69.6 Mas, eis-nos ao Get-Sammi, onde moro. Já são visíveis as primeiras oliveiras além dos muros. Tu moras para lá de Tofet. A noite já vem chegando. Não te convém subir até lá. Nós nos veremos novamente amanhã no mesmo lugar. Adeus. A paz esteja contigo.

– A paz esteja Contigo também, Mestre… Mas eu queria dizer-te ainda uma coisa. Eu te acompanharei até o Cedron, depois voltarei para trás. Por que moras num lugar tão humilde como aquele? Sabes, o povo olha tantas coisas. Não conheces ninguém na cidade, que tenha­ uma bela casa? Eu, se quiseres, poderei levar-te à casa de amigos. Eles te hospedarão, porque são meus amigos; e seriam moradas mais dignas de Ti.

– Achas isso? Eu não acho. O digno e o indigno existem em todas as castas. E, sem faltar com a caridade, mas para não ofender a justiça, Eu digo que o indigno, e maliciosamente indigno, está muitas vezes no meio dos grandes. Não é preciso, nem útil serem poderosos para serem bons, ou para esconder o pecado aos olhos de Deus. Tudo deverá mudar sob o meu sinal. E será grande, não quem é poderoso, mas quem é humilde e santo.

– Mas, para ser respeitado, para se impor…

– Herodes é respeitado? E César, é respeitado? Não. Eles são tolerados e amaldiçoados pelos lábios e pelos corações. Sobre os bons, ou também sobre os que somente têm desejo de bondade, podes crer, Judas, que Eu saberei me impor, mais com a modéstia, do que com a imponência.

– Mas, então… desprezarás sempre os poderosos? Assim, farás deles teus inimigos!

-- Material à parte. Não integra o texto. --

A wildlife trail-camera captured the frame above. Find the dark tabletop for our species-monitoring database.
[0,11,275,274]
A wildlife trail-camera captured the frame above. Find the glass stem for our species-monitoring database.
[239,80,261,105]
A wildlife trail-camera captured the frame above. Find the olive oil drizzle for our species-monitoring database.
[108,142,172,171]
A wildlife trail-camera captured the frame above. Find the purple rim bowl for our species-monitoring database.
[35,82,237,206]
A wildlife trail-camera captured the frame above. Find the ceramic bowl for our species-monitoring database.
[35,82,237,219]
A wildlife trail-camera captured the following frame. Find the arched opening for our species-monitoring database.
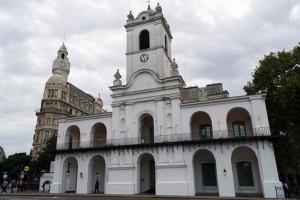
[165,35,168,53]
[138,153,156,194]
[140,30,150,50]
[65,125,80,149]
[191,112,213,140]
[90,123,107,147]
[227,108,253,137]
[61,157,78,193]
[193,149,219,196]
[140,114,154,144]
[88,155,106,194]
[231,147,262,196]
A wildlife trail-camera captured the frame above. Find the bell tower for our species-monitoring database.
[52,43,71,81]
[125,4,172,83]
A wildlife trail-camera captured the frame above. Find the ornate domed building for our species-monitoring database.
[46,5,281,198]
[31,43,105,159]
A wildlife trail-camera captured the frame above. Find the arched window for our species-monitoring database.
[201,163,217,186]
[140,30,150,50]
[236,162,254,186]
[199,124,212,139]
[165,35,168,52]
[232,121,247,137]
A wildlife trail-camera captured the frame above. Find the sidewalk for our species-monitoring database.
[0,191,284,200]
[0,190,300,200]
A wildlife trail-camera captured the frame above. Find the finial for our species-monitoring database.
[114,69,122,86]
[127,11,134,20]
[114,69,122,80]
[155,3,162,13]
[146,0,151,10]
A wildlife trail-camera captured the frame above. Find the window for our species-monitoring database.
[44,130,49,142]
[165,35,168,52]
[61,91,67,100]
[48,89,58,98]
[199,124,212,139]
[236,162,254,186]
[46,117,51,124]
[140,30,150,50]
[201,163,217,186]
[35,132,40,142]
[232,121,247,137]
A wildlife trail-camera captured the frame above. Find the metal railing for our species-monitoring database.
[35,107,71,115]
[56,127,271,150]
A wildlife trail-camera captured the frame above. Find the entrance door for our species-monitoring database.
[149,160,155,192]
[149,126,154,143]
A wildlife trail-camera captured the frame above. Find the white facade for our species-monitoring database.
[51,5,281,198]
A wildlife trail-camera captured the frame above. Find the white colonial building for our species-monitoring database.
[51,5,281,197]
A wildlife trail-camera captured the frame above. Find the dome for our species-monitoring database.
[46,70,67,86]
[136,6,156,20]
[96,98,103,108]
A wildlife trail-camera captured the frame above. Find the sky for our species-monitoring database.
[0,0,300,156]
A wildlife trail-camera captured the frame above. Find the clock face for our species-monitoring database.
[59,61,66,67]
[140,53,149,62]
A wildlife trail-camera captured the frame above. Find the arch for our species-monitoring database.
[64,125,80,149]
[140,29,150,50]
[190,111,213,140]
[193,149,219,196]
[138,113,154,144]
[137,153,156,194]
[90,122,107,147]
[226,107,253,137]
[231,146,262,196]
[87,155,106,194]
[61,156,78,193]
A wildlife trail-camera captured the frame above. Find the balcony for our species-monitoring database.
[55,127,279,152]
[35,107,71,116]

E eu estava pensando em falar de Ti a muitos que eu conheço e que têm um nome…

– Eu não desprezarei a ninguém. Irei aos pobres como aos ricos, aos escravos como aos reis, aos puros como aos pecadores. Mas, se é verdade que ficarei grato a quem me der pão e abrigo em minhas fadigas, seja qual for o abrigo e o alimento, Eu darei sempre preferência ao que é humilde. Os grandes já têm muitas alegrias. Os pobres não têm mais que uma reta consciência, um amor fiel, os filhos, e verem-se ouvidos pelos que são mais do que eles. Eu serei sempre inclinado para os pobres, os aflitos e os pecadores. Eu te agradeço pela tua boa vontade. Mas deixa-me neste lugar de paz e oração. Vai. E Deus te inspire o que é bom.

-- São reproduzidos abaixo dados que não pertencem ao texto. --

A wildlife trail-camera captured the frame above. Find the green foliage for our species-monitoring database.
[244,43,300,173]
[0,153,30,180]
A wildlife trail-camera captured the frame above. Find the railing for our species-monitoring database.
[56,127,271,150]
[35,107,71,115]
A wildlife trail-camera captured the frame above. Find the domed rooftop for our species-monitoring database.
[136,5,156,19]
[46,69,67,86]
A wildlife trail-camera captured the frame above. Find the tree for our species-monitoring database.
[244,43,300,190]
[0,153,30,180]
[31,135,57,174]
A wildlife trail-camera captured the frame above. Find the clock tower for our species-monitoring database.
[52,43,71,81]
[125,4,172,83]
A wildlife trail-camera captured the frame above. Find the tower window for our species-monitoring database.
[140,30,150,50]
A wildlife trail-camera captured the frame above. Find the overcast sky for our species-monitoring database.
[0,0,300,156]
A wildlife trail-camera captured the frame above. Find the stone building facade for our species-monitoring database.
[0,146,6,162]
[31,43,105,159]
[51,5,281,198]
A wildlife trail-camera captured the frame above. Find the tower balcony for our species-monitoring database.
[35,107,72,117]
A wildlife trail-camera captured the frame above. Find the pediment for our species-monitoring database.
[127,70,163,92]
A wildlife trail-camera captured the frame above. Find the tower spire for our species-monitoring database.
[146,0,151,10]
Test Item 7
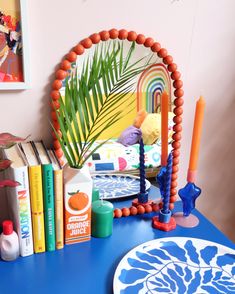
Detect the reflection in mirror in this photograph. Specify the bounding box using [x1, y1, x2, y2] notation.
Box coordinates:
[57, 40, 171, 142]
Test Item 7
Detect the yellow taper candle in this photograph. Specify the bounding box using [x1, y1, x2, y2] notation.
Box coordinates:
[188, 96, 206, 182]
[161, 91, 169, 166]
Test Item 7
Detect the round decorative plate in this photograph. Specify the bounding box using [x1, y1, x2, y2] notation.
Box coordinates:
[92, 174, 151, 199]
[113, 237, 235, 294]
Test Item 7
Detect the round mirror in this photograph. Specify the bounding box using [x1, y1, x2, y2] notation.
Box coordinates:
[51, 29, 183, 208]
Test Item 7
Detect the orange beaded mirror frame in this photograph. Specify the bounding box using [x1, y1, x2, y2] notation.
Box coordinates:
[50, 29, 184, 209]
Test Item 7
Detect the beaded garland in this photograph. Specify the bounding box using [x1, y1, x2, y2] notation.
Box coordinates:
[51, 29, 184, 211]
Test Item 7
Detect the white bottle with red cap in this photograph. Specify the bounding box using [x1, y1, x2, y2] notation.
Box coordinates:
[0, 220, 19, 261]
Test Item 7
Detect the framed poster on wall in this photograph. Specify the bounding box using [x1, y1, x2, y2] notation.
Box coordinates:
[0, 0, 29, 90]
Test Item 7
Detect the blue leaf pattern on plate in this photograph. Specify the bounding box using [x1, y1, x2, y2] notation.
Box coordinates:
[127, 258, 155, 270]
[119, 269, 148, 284]
[217, 254, 235, 266]
[202, 269, 213, 284]
[120, 283, 144, 294]
[187, 270, 201, 294]
[184, 240, 199, 264]
[114, 237, 235, 294]
[161, 241, 187, 262]
[136, 251, 162, 264]
[200, 246, 218, 264]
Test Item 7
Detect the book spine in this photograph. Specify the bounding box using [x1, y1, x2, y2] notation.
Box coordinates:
[54, 169, 64, 249]
[42, 164, 55, 251]
[8, 166, 33, 256]
[29, 166, 45, 253]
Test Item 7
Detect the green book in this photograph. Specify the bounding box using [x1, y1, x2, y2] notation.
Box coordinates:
[31, 141, 56, 251]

Jesus deixa o discípulo e se introduz entre as oliveiras, e tudo termina.

EMF 69.4

O Evangelho como me foi revelado

Citação

– (...) É muito difícil fazer o que compreendi. Tu o podes, porque és santo. Mas eu… Sou um homem, jovem, cheio de vitalidade…

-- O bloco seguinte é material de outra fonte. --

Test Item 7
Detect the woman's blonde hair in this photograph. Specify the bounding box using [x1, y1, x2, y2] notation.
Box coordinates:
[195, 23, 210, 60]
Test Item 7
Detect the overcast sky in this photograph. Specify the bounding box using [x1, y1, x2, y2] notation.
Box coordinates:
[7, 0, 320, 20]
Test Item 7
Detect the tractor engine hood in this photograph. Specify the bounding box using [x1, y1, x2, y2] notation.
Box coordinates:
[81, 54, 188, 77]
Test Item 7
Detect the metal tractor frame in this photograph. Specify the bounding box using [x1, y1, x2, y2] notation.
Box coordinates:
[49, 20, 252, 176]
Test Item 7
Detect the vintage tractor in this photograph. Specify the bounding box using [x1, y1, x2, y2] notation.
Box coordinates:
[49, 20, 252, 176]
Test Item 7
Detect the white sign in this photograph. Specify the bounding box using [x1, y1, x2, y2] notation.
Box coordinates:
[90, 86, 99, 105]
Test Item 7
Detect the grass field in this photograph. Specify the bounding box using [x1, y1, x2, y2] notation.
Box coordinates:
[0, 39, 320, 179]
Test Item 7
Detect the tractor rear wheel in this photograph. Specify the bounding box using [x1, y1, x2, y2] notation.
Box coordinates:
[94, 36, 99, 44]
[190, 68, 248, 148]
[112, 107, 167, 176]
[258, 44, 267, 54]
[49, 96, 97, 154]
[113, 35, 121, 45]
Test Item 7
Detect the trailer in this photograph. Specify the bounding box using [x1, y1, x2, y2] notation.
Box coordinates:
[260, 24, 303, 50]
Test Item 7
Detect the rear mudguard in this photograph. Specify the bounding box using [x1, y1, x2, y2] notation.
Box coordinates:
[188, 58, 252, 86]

– Eu vim para os homens, Judas. Não para os anjos. Os anjos não precisam de mestre. Eles vêem a Deus. Vivem no seu Paraíso. Não ignoram as paixões dos homens porque a Inteligência, que é a Vida deles, os faz conhecedores de tudo, mesmo aqueles que não são anjos da guarda de um homem. Mas, espirituais como são, não podem ter senão um pecado, como um deles teve, e arrastou consigo os menos fortes na caridade: a soberba, flecha que desfigurou Lúcifer, o mais bonito dos arcanjos, e fez dele o monstro horripilante do Abismo. Eu não vim para os anjos, os quais, depois da queda de Lúcifer, se horrorizam só diante da sombra de um pensamento de orgulho. Mas Eu vim para os homens. Para fazer dos homens, anjos.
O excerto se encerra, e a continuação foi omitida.